Other notable matches on the schedule include: Gael Monfils vs. Pedro Martinez, and Newport champion Maxime Cressy vs. Aslan Karatsev, as well as the continuation of the rain-called Denis Shapovalov vs. Alex de Minaur affair, deadlocked at 3/3 in the second-set tiebreak. Originally scheduled for Monday, the much-anticipated match between Andy Murray and Taylor Fritz will kick off the night session on Centre Court.
Daniel Evans and John Peers beat the rain on Monday at the National Bank Open Presented by Rogers to down Jamie Murray and Bruno Soares 4-6, 6-3, 10-5.
The British-Australian team completed their comeback with a dominant performance in the Match Tie-break, capitalising on a 4/0 lead to close out the victory. After dropping serve three times in the opening set, the pair claimed the lone break of the second as they turned the match around.
Evans/Peers will next face fifth seeds Nikola Mektic and Mate Pavic or the French team of Nicolas Mahut and Edouard Roger-Vasselin.
In the only other doubles match to be completed on Monday, Poland’s Hubert Hurkacz and Jan Zielinski scored an upset win against sixth seeds Tim Puetz and Michael Venus.
In a 6-3, 7-6(4) victory, the unseeded pairing dominated the opening set then recovered a mid-set break in the second before taking the final three points of the tie-break from 4/4. The Polish duo converted three of six break chances, including two as they opened up a 5-1 lead in the first set.
They will next face either Karen Khachanov and Denis Shapovalov or Rohan Bopanna and Matwe Middelkoop, with their matchup set for Tuesday.
Two other opening-round doubles matches are scheduled for Day 2 in Montreal, including Wimbledon champions Matthew Ebden and Max Purcell taking on Grigor Dimitrov and Andrey Rublev.
Karen Khachanov earned every bit of his 200th tour-level singles win on Monday at the National Bank Open Presented by Rogers. After splitting two sets of razor-thin margins against Francisco Cerundolo, the 26-year-old powered through the decider in a 7-6(4), 5-7, 6-3 victory.

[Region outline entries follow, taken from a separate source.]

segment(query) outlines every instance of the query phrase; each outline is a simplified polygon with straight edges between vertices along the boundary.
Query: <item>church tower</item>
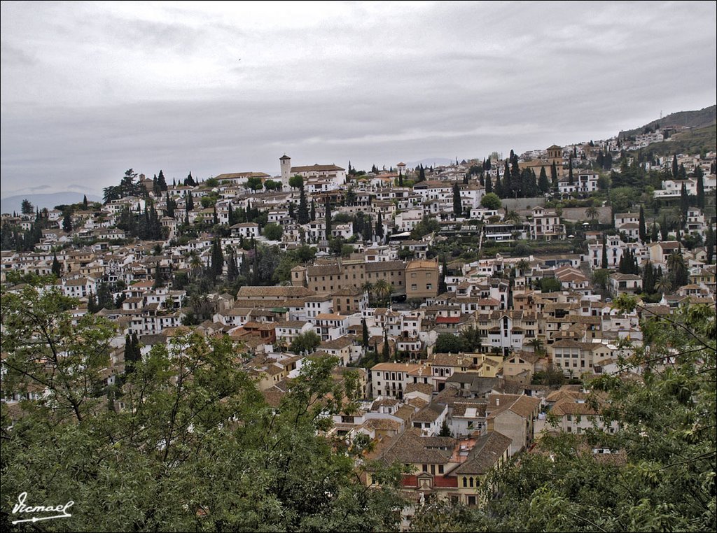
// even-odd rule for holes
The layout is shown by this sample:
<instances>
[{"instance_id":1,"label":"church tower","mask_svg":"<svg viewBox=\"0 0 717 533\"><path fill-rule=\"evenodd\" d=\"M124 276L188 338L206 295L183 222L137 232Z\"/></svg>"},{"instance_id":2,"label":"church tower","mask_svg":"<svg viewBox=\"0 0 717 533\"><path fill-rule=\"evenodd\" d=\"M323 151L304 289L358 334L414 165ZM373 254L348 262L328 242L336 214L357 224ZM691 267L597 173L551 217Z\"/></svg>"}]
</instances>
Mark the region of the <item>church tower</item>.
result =
<instances>
[{"instance_id":1,"label":"church tower","mask_svg":"<svg viewBox=\"0 0 717 533\"><path fill-rule=\"evenodd\" d=\"M291 158L285 153L279 158L281 165L281 183L286 188L289 188L289 178L291 177Z\"/></svg>"}]
</instances>

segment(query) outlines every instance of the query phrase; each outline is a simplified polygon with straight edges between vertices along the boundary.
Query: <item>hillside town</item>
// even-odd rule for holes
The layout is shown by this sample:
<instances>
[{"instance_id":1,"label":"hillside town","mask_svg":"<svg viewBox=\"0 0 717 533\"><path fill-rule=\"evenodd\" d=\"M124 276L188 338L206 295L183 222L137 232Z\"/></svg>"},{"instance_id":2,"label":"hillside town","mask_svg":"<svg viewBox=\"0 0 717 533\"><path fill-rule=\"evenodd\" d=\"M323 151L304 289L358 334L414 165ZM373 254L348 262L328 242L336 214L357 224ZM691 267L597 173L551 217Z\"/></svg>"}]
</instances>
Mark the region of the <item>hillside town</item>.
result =
<instances>
[{"instance_id":1,"label":"hillside town","mask_svg":"<svg viewBox=\"0 0 717 533\"><path fill-rule=\"evenodd\" d=\"M326 436L405 465L417 506L478 506L541 432L617 428L584 380L641 378L625 363L641 319L715 305L717 153L649 154L680 129L371 171L300 154L273 176L130 169L103 203L3 213L0 281L47 277L77 323L111 321L106 387L187 332L228 338L275 406L307 361L333 357L361 401ZM614 305L626 294L633 309ZM12 416L44 393L4 384L2 401Z\"/></svg>"}]
</instances>

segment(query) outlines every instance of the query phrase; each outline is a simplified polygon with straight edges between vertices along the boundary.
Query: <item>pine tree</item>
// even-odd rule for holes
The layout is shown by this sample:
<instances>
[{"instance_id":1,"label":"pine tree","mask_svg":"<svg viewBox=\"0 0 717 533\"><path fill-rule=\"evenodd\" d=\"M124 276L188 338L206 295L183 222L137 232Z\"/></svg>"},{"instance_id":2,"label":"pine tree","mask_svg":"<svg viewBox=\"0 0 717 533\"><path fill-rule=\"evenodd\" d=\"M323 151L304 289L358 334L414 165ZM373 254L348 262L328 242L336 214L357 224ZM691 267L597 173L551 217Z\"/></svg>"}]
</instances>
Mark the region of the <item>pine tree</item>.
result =
<instances>
[{"instance_id":1,"label":"pine tree","mask_svg":"<svg viewBox=\"0 0 717 533\"><path fill-rule=\"evenodd\" d=\"M57 254L52 254L52 274L60 277L62 274L62 265L57 261Z\"/></svg>"},{"instance_id":2,"label":"pine tree","mask_svg":"<svg viewBox=\"0 0 717 533\"><path fill-rule=\"evenodd\" d=\"M642 206L640 206L640 223L639 223L640 232L640 240L643 243L646 242L647 240L647 229L645 226L645 209L642 208Z\"/></svg>"},{"instance_id":3,"label":"pine tree","mask_svg":"<svg viewBox=\"0 0 717 533\"><path fill-rule=\"evenodd\" d=\"M453 214L460 216L463 213L463 206L460 201L460 188L458 183L453 183Z\"/></svg>"}]
</instances>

The World No. 28 improved to 200-154 with the result, hitting 22 winners and five aces in the two-hour, 43-minute contest. Khachanov was six of nine on break chances and claimed the only break of the final set in its fourth game. After moving ahead 3-1, he dropped just two points on serve the rest of the way, closing out the win with a love hold.
A two-time semi-finalst at the ATP Masters 1000 event (2018-19), Khachanov earned his first ATP Tour win in St. Petersburg in 2013 and rose to a career-high of No. 8 in the Pepperstone ATP Rankings in 2019. He won three of his four tour-level titles in 2018, including his trophy triumph at the Rolex Paris Masters.
His best result of 2022 is a run to the Adelaide-1 final in January. Now at 26-18 on the season, he will next meet Marin Cilic or Borna Coric in the second round.
In one of the marquee opening-round matchups in Montreal, Alex de Minaur was four points away from victory against home favourite Denis Shapovalov when heavy rain stopped play for the day. The Australian took the opening set 7-5 with a break in its final game, then clawed back an early break in the second to force a tie-break, which is knotted at 3-3.
Atlanta champion De Minaur is seeking his first win in his third appearance at the Canadian event, as well as his first win against a Canadian opponent (0-7). Shapovalov, who was firing up his home crowd throughout the match, is seeking to improve upon a 1-8 run in his last nine matches since defeating Rafael Nadal in Rome.